Porsche 911 RSR Replica Build Guide

An RSR-inspired Porsche 911 build should start with proportions, fitment, and use case, not with a random shopping cart. The real value of the RSR look is the way wide arches, bumper profile, front cooling, rear treatment, wheels, and suspension all support one coherent sport-purpose build.

Bexco is an independent parts seller. This page uses Porsche model language only for identification, history, and build-planning context.

What makes an RSR-inspired build different?

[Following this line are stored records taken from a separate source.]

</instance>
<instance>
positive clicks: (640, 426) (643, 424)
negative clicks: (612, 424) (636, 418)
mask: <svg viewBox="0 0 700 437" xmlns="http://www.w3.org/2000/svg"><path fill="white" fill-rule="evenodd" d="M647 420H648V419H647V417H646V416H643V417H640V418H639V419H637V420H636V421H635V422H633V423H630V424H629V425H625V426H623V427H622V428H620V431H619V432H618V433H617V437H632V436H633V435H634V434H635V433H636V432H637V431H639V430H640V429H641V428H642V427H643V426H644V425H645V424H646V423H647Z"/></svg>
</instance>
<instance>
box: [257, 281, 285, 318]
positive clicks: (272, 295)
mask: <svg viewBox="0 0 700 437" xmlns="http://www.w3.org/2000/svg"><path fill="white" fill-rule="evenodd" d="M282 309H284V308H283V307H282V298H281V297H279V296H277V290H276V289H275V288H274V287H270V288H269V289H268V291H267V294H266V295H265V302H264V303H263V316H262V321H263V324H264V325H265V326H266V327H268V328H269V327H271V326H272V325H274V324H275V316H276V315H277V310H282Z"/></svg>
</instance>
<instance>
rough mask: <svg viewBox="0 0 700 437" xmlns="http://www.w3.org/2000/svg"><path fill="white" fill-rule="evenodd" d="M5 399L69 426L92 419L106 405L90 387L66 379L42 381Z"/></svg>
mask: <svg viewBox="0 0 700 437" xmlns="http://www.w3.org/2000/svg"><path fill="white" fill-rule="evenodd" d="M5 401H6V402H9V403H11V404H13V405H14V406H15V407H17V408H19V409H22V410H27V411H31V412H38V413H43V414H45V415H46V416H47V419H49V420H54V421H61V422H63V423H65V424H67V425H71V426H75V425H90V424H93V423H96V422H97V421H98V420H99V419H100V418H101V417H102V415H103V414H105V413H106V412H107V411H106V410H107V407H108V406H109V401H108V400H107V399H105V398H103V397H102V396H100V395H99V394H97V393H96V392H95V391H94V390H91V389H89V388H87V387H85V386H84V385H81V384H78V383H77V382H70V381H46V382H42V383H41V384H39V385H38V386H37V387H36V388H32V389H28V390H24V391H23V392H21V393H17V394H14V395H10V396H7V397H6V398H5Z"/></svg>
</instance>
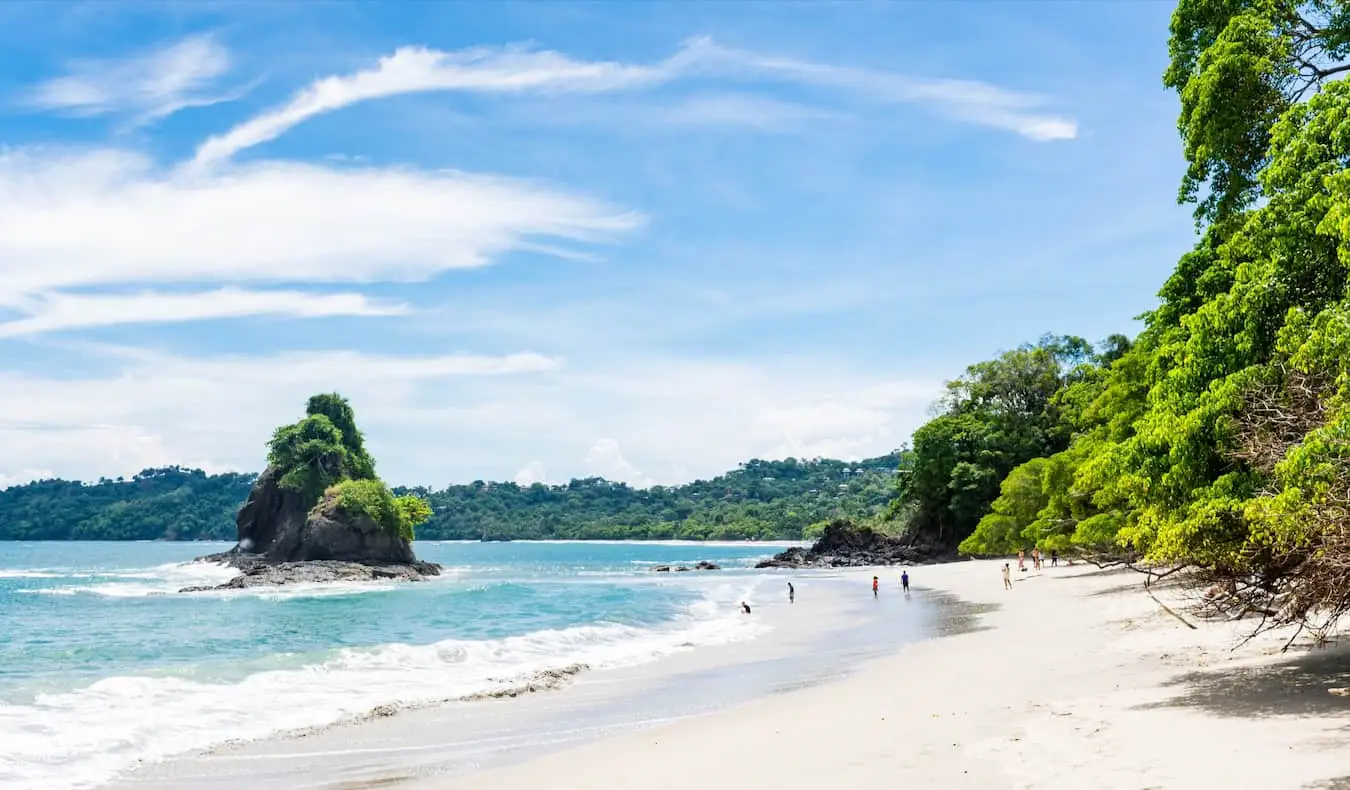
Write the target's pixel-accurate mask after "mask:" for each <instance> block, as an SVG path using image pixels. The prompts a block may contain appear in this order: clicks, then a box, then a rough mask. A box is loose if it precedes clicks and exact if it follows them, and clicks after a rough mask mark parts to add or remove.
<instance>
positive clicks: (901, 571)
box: [741, 569, 1006, 614]
mask: <svg viewBox="0 0 1350 790" xmlns="http://www.w3.org/2000/svg"><path fill="white" fill-rule="evenodd" d="M1004 575H1006V574H1004ZM900 589H902V590H904V594H909V593H910V571H909V570H907V569H906V570H900ZM872 597H873V598H879V597H882V579H880V577H872ZM787 602H788V604H795V602H796V587H794V586H792V582H787ZM741 613H742V614H749V613H751V605H749V604H747V602H745V601H741Z"/></svg>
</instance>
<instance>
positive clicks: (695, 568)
mask: <svg viewBox="0 0 1350 790" xmlns="http://www.w3.org/2000/svg"><path fill="white" fill-rule="evenodd" d="M691 570H722V566H720V564H717V563H715V562H707V560H706V559H701V560H698V564H695V566H694V567H688V566H684V564H682V566H676V567H671V566H668V564H659V566H656V567H653V569H652V571H653V573H659V574H668V573H671V571H675V573H686V571H691Z"/></svg>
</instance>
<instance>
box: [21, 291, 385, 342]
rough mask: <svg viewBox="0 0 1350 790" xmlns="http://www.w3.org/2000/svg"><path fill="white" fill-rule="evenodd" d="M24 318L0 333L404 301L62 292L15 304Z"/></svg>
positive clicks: (260, 294)
mask: <svg viewBox="0 0 1350 790" xmlns="http://www.w3.org/2000/svg"><path fill="white" fill-rule="evenodd" d="M18 309H19V311H20V312H24V313H28V315H27V316H26V317H22V319H16V320H12V321H5V323H0V338H12V336H18V335H36V334H42V332H54V331H61V330H77V328H90V327H109V325H117V324H153V323H169V321H200V320H208V319H238V317H246V316H284V317H305V319H312V317H327V316H397V315H405V313H408V312H409V308H408V305H402V304H397V302H385V301H375V300H370V298H367V297H366V296H363V294H359V293H304V292H297V290H240V289H238V288H223V289H219V290H211V292H202V293H155V292H143V293H131V294H68V293H53V294H46V296H42V297H36V298H30V300H24V301H23V302H20V304H19V305H18Z"/></svg>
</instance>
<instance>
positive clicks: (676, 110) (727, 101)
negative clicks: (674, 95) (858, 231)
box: [652, 93, 836, 131]
mask: <svg viewBox="0 0 1350 790" xmlns="http://www.w3.org/2000/svg"><path fill="white" fill-rule="evenodd" d="M834 116H836V113H833V112H829V111H825V109H821V108H817V107H810V105H806V104H798V103H792V101H782V100H778V99H768V97H764V96H755V95H748V93H711V95H705V96H691V97H688V99H683V100H680V101H675V103H670V104H664V105H661V107H659V108H655V109H653V112H652V119H653V120H655V122H657V123H667V124H675V126H686V127H690V126H699V127H702V126H710V127H751V128H756V130H760V131H776V130H782V128H790V127H794V126H798V124H801V123H802V122H810V120H825V119H830V117H834Z"/></svg>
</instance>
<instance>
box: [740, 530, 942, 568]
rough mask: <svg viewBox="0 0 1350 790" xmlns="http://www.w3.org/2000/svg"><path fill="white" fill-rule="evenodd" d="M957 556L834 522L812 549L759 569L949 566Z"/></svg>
mask: <svg viewBox="0 0 1350 790" xmlns="http://www.w3.org/2000/svg"><path fill="white" fill-rule="evenodd" d="M953 559H956V555H954V554H952V552H950V551H948V550H938V548H934V547H927V546H914V544H911V543H910V542H907V540H904V539H902V537H891V536H890V535H883V533H880V532H876V531H875V529H872V528H871V527H856V525H855V524H853V523H852V521H846V520H838V521H832V523H830V524H829V525H828V527H825V532H823V533H822V535H821V537H819V540H817V542H815V544H814V546H811V547H810V548H801V547H792V548H788V550H787V551H784V552H782V554H779V555H776V556H774V558H772V559H765V560H763V562H760V563H757V564H756V566H755V567H863V566H877V564H921V563H933V562H949V560H953Z"/></svg>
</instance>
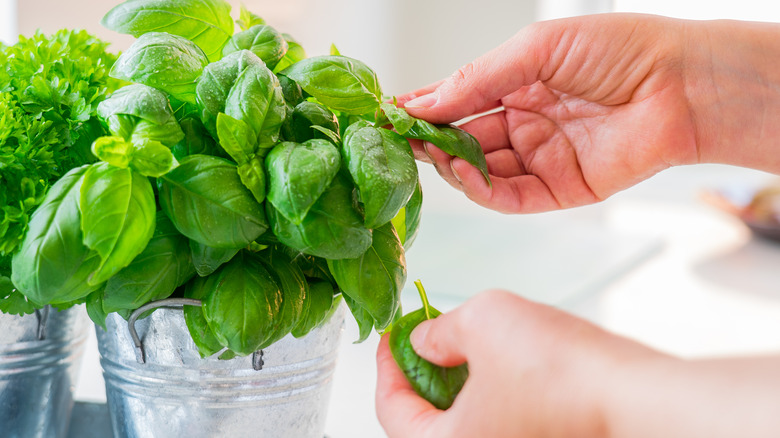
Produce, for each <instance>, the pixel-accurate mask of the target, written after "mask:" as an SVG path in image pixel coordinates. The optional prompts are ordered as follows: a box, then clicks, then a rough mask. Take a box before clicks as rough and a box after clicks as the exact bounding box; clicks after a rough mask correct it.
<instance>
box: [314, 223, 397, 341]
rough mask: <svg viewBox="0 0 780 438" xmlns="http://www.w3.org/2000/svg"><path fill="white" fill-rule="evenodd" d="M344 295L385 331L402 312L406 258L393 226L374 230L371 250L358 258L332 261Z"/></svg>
mask: <svg viewBox="0 0 780 438" xmlns="http://www.w3.org/2000/svg"><path fill="white" fill-rule="evenodd" d="M328 267H329V268H330V272H331V273H332V274H333V278H335V279H336V282H337V283H338V285H339V289H341V293H342V294H344V295H346V296H348V297H350V298H351V299H352V300H354V302H355V303H356V304H358V305H359V306H360V307H362V308H364V309H365V310H366V311H368V312H369V313H370V314H371V316H372V317H373V318H374V325H375V326H376V328H377V330H383V329H384V328H386V327H387V326H388V325H389V324H390V323H391V322H392V321H393V318H394V316H395V314H396V312H397V311H398V309H399V306H400V298H401V290H402V289H403V286H404V283H405V282H406V257H405V255H404V249H403V246H402V245H401V242H400V241H399V240H398V234H396V232H395V229H394V228H393V225H392V224H389V223H388V224H386V225H384V226H382V227H380V228H377V229H375V230H374V234H373V241H372V243H371V247H370V248H368V250H367V251H366V252H365V253H364V254H363V255H361V256H360V257H357V258H350V259H341V260H328Z"/></svg>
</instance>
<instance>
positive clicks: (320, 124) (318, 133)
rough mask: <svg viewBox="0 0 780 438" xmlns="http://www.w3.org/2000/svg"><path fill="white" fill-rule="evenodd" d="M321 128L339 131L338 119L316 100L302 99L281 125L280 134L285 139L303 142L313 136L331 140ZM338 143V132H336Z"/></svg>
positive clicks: (332, 112) (328, 135)
mask: <svg viewBox="0 0 780 438" xmlns="http://www.w3.org/2000/svg"><path fill="white" fill-rule="evenodd" d="M323 129H325V130H329V131H331V132H334V133H338V132H339V121H338V119H337V118H336V115H335V114H333V112H332V111H331V110H329V109H328V108H326V107H325V106H323V105H320V104H318V103H316V102H310V101H308V100H304V101H303V102H301V103H299V104H298V105H296V106H295V108H294V109H293V111H292V115H290V117H288V118H287V119H286V120H285V123H284V124H283V125H282V135H283V136H284V138H285V139H286V140H287V141H294V142H296V143H303V142H304V141H306V140H311V139H313V138H321V139H324V140H331V141H333V138H332V137H331V136H330V135H328V134H324V133H323V131H322V130H323ZM336 139H337V140H336V141H335V142H334V143H336V144H338V143H340V141H339V140H338V134H336Z"/></svg>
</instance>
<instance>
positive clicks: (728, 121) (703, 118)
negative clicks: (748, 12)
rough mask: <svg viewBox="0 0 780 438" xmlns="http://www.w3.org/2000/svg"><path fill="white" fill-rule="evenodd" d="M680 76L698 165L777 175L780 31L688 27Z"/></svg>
mask: <svg viewBox="0 0 780 438" xmlns="http://www.w3.org/2000/svg"><path fill="white" fill-rule="evenodd" d="M687 29H688V32H687V39H686V43H685V55H684V57H683V62H682V65H684V66H685V67H684V69H683V76H684V81H685V89H686V95H687V97H688V99H689V102H690V107H691V117H692V118H693V122H694V126H696V142H697V146H698V162H700V163H724V164H733V165H738V166H744V167H751V168H755V169H760V170H765V171H769V172H775V173H777V172H780V154H777V153H776V151H775V150H773V149H776V147H777V144H778V140H777V139H778V138H779V137H780V25H779V24H774V23H747V22H739V21H725V20H724V21H709V22H691V23H688V24H687Z"/></svg>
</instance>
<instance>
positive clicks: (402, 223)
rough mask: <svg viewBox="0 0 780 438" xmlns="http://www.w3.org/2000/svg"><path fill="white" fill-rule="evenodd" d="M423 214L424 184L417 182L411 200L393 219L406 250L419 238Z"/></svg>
mask: <svg viewBox="0 0 780 438" xmlns="http://www.w3.org/2000/svg"><path fill="white" fill-rule="evenodd" d="M421 215H422V186H421V185H420V182H419V181H418V182H417V187H416V188H415V189H414V193H412V197H411V198H410V199H409V202H408V203H407V204H406V205H405V206H404V208H402V209H401V210H400V211H398V214H397V215H395V217H394V218H393V220H392V223H393V226H394V227H395V230H396V232H398V237H399V238H400V240H401V243H402V244H403V246H404V251H409V248H411V247H412V244H413V243H414V239H416V238H417V232H418V231H419V230H420V217H421Z"/></svg>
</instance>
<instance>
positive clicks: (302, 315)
mask: <svg viewBox="0 0 780 438" xmlns="http://www.w3.org/2000/svg"><path fill="white" fill-rule="evenodd" d="M333 293H334V291H333V286H332V285H331V284H330V283H329V282H327V281H311V282H309V293H308V294H307V295H306V300H307V301H309V304H308V305H307V306H306V313H305V314H304V315H302V318H301V320H300V321H299V322H298V324H297V325H296V326H295V328H294V329H293V330H292V335H293V336H295V337H296V338H302V337H304V336H306V335H307V334H309V332H311V331H312V330H314V329H315V328H317V327H319V326H321V325H322V324H323V323H324V322H325V321H326V320H327V317H328V316H329V315H330V310H331V308H332V307H333Z"/></svg>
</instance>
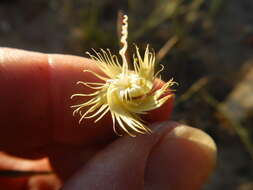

Porsche's RS and RSR heritage is tied to lighter weight, competition intent, and functional bodywork. For a modern enthusiast replica or tribute, the goal should be accuracy of direction rather than pretending every part is a factory race component. The key decisions are body width, wheel/tire sizing, bumper choice, rear aero, cooling needs, and how the car will actually be driven.

Core planning checklist

  1. Choose the chassis: early 911, impact-bumper/G-Series, 964, and 993-style builds need different surrounding parts.
  2. Choose the width: 9-inch, 11-inch, 12.5-inch, and 14-inch references in product names should be matched to wheel/tire targets and bodywork.
  3. Match front and rear: front bumper width, rear bumper width, flares, rockers, and tail choice need to belong to the same visual package.
  4. Plan cooling and exhaust: front openings, oil-cooler space, valance shape, headers, mufflers, and rear bumper exits should be checked early.
  5. Mock up before paint: reproduction, fiberglass, and carbon fiber body parts should be test fitted before final finishing.

Useful Bexco starting points

Accuracy note

Use Bexco RSR, IROC, RS, ST, Turbo, and 964/993-style product language as a fitment starting point, not as proof that a part is universally interchangeable. Exact compatibility depends on the car, year, previous modifications, mounting points, trim, lighting, and the rest of the body package.